Arcade Collecting > Restorations & repair
Centipede Mini Restoration
SirPeale:
I've got a better explanation.
The original bolts were blued, but either it was a hot process which has a better coating (likely) or the zinc coating was all over. Note that I had to remove the lettering on top, and as such stripped the top of zinc. AFAIK only the tops rusted, the rest is fine.
A temporary measure could be to lightly oil the bolts. That's how firearms are prevented from rusting.
And the place the games were was terribly humid and dank. I'm not surprised it happened, but it still irks me.
MaximRecoil:
--- Quote from: SirPeale on October 19, 2009, 04:39:59 pm ---I've got a better explanation.
The original bolts were blued, but either it was a hot process which has a better coating (likely) or the zinc coating was all over. Note that I had to remove the lettering on top, and as such stripped the top of zinc. AFAIK only the tops rusted, the rest is fine.
A temporary measure could be to lightly oil the bolts. That's how firearms are prevented from rusting.
And the place the games were was terribly humid and dank. I'm not surprised it happened, but it still irks me.
--- End quote ---
Bluing is a black oxide finish. When done to guns it is usually called "bluing". When done to other things such as bolts, it is usually called "black oxide". Bluing provides a small degree of rust protection; enough to prevent rust while just sitting around in normal indoor conditions; but it doesn't handle harsh conditions well (even repeated exposure to the salts in fingerprints will cause rust).
Keep in mind that a "cold blue" solution only mimicks the appearance of bluing/black oxide; it is not a true black oxide finish (it is a copper selenium compound), and has essentially no rust protection properties at all. Here is a link comparing the two processes.
Finding new carriage bolts with a factory applied black oxide finish (try here and specifically request smooth heads), or taking your existing ones to a gunsmith and having them properly blued would be the best options. However, you can also sand the rust off your bolts, reapply the cold blue, and then protect them from rust with an application of car wax (very durable) or a silicone cloth (wears off easily but quick and easy to reapply - get them from any gunshop or numerous places online).

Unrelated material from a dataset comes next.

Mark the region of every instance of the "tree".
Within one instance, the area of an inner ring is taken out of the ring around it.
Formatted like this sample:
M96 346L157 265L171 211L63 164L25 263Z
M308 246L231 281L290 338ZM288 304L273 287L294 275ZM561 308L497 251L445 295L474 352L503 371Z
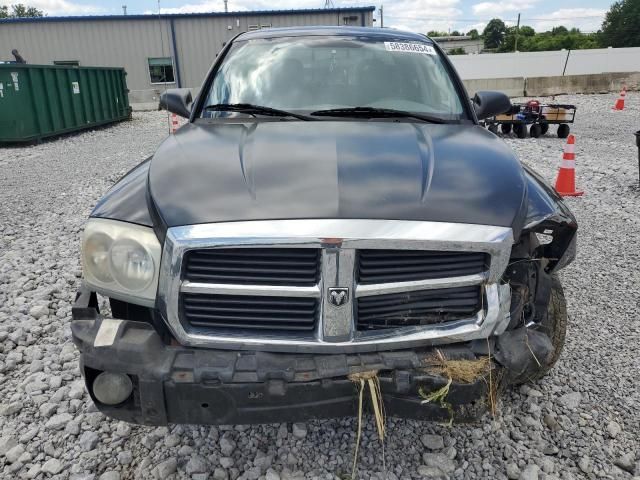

Of course, you can use oil too, but that's messy. Both car wax and silicone residue from a silicone cloth are "dry" in appearance and touch. Car wax is often used on blued guns that are carried concealed a lot, because it doesn't get oil on your clothes and/or holster, and it doesn't need to be reapplied constantly like oil does.
Wade:
Keep the oil away from your games. Just resand the bolts and hit them with some rustoleum paint. Looks even better and they won't rust again. I have never had satisfactory results from bluing bolts, so I don't even try any more. I just paint them. Works great and never has worn or off chipped on any of my games.
Wade
Pac-Fan:
Just put a carriage bolt in a drill, sand with a foam black, then spray with a black epoxy (Appliance) primer and it will not rust again, and flaking will not be a prolem with the Epoxy coating. I do this with control panels, speaker grills, marquee brackets, coin doors and carriage bolts.
MaximRecoil:
Bluing looks different than paint (and better IMO); and I think that's the point. Bluing doesn't look like a coating, it looks like the steel itself is black to begin with; similar to the effect colored anodizing has on aluminum.